Petugas medis juga telah mengidentifikasi dan memantau sebanyak 196 orang yang melakukan kontak erat dengan pasien terkonfirmasi.

“Hingga saat ini, seluruh kontak yang berhasil dilacak tidak menunjukkan gejala dan hasil tes mereka negatif untuk Virus Nipah,” tulis pernyataan resmi Kementerian Kesehatan dan Kesejahteraan Keluarga India.

Edukasi Publik dan Ancaman Virus Nipah

Pemerintah mengimbau masyarakat agar tidak menelan informasi mentah-mentah dan hanya merujuk pada sumber resmi. Pernyataan ini sekaligus menanggapi laporan media internasional yang sempat mengeklaim adanya ratusan orang dalam karantina.

Baca juga:

Virus Nipah Kembali Menghantui, Alarm Kesehatan Asia Dinyalakan

“Belum ada tambahan kasus Virus Nipah yang terdeteksi sejauh ini,” tegas pihak kementerian dalam keterangan tertulisnya.

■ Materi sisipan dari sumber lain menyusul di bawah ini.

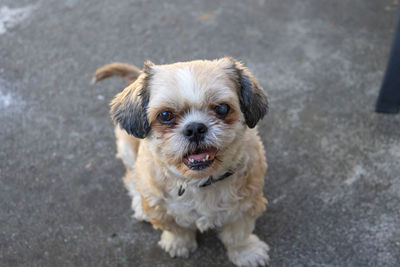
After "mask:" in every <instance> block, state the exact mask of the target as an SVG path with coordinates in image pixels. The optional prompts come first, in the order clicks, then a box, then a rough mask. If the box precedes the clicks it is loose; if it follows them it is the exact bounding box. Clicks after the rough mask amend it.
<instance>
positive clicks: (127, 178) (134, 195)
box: [115, 126, 148, 221]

Sebagai informasi, Organisasi Kesehatan Dunia (WHO) menggolongkan virus Nipah sebagai salah satu patogen paling berbahaya di dunia. Hingga kini, belum ada vaksin atau pengobatan spesifik untuk mengatasi virus yang memiliki tingkat kematian tinggi ini.

Virus Nipah umumnya menular melalui kelelawar buah atau konsumsi makanan yang terkontaminasi air liur hewan terinfeksi.